Abstract
Objectives:
Tumor resistance to single-agent chemotherapy is ubiquitous, and recurrence after initial therapy remains a therapeutic challenge. The objectives of our study are: 1) Characterize functional therapeutic targets for primary tumor cells from a recurrent head and neck squamous cell carcinoma (SCCa) patient. 2) Determine a personalized drug combination accomplished by mathematical modeling.
Methods:
A patient with stage IVa floor of mouth SCCa refused surgery and received cytotoxic chemoradiation in 2012. Following progression, the patient underwent radical excision at OHSU. A portion of the specimen was converted to a primary-cell culture. Tumor cells were screened for functional therapeutic targets with a custom high-throughput 60-drug panel of molecularly-targeted agents. A personalized drug combination was generated using a probabilistic Boolean algorithm which cross-correlates drug-screen results with known drugs targets.
Results:
Twelve drugs decreased tumor cell growth to less than 20% of control. Inhibitors of cyclin-dependent kinases, proteasomes, Hsp90, vascular endothelial growth factor, and platelet-derived growth factor receptor had the lowest IC50 values. Dinaciclib was the most potent (absolute IC50 of 4nM).

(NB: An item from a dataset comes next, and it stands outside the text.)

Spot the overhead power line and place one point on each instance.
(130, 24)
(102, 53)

The Boolean algorithm predicted 7 two-target, synergistic combinations that should result in tumor cell death. An example is ALK inhibition simultaneously with WEE1 or PRCKD. Absolute IC50 for crizotinib (ALK inhibitor) and pelitinib (PRCKD and WEE1 inhibitor) were 1.57uM and 1.43uM, respectively.
Conclusions:
Molecularly-targeted drug screening and mathematical modeling may provide a feasible mechanism for choosing combinations of targeted therapies that abrogate tumor cell resistance. Once validated, this treatment paradigm may be a powerful method for guiding therapy when a patient develops resistance to the standard-of-care.